From the Daily News:
Ackerman needs, first, to document exactly when he opened his office for Xenonics so the timing can be matched against his financial stake, as well as reveal who attended the meeting. He also must document what that stake entailed.
He reported on financial disclosure forms in 2002 that Selig Zises, a friend and major Xenonics shareholder, had loaned Ackerman's wife, Rita, $14,000. He also reported the purchase of options in Xenonics stock. In a recent interview, Ackerman said he used the loan to make the buy and repaid it with interest when he sold out at a profit of roughly $100,000.

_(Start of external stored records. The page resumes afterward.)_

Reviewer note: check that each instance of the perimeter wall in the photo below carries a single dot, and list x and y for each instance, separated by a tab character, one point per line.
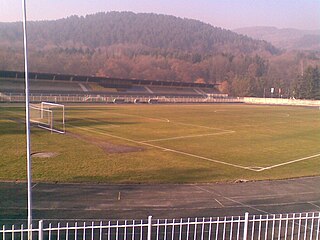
282	101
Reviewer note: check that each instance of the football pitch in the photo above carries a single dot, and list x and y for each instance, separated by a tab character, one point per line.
165	144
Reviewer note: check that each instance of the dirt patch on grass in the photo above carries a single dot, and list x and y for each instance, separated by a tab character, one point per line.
44	154
107	147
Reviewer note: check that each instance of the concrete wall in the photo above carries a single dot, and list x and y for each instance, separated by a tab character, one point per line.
282	101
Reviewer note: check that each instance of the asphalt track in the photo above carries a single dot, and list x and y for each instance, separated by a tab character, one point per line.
104	201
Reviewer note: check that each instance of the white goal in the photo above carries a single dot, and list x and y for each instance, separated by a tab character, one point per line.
49	116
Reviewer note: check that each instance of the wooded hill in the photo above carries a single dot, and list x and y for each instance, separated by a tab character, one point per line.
151	46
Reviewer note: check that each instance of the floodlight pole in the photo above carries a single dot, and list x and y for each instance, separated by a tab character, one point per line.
29	176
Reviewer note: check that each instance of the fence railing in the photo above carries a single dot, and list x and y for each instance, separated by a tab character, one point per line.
278	226
113	99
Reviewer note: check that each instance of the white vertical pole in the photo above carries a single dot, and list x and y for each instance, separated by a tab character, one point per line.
149	227
245	228
27	112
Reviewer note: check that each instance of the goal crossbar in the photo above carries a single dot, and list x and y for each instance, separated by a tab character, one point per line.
49	116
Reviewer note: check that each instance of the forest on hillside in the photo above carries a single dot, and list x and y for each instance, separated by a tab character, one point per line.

Except for a half-page promissory note that included no repayment schedule and a check showing repayment at 6% interest, he declined to produce any paperwork reflecting the transactions. In a statement issued after publication of The News' story, he said: "I did no more than arrange an introduction so the parties could decide on the merits whether the product fit their needs and sale capabilities. I understand that no business was ever done between Israel and Xenonics as result of that meeting or at any other time.
"I did nothing else in this matter - not another meeting, not another conversation, not seeking an earmark, not helping with any grant."
Here are relevant sections of the House Ethics Manual: "Members and employees of the House are frequently approached by individuals or organizations seeking assistance for business undertakings. Obtaining information for constituents regarding government contracts and services, as well as helping them deal with government regulations, is an important aspect of a Member's representational duties."
That gives officials leeway in serving business constituents. But the manual goes on to warn:
"Members and staff should also avoid becoming too closely affiliated with a particular enterprise, to prevent any appearance that they are accruing benefits 'by virtue of influence improperly exerted from [their] position in Congress.'"
Owning an interest in a firm would seem to fall under the rubric of "becoming too closely affiliated with a particular enterprise." That's why Ackerman owes New Yorkers the complete picture.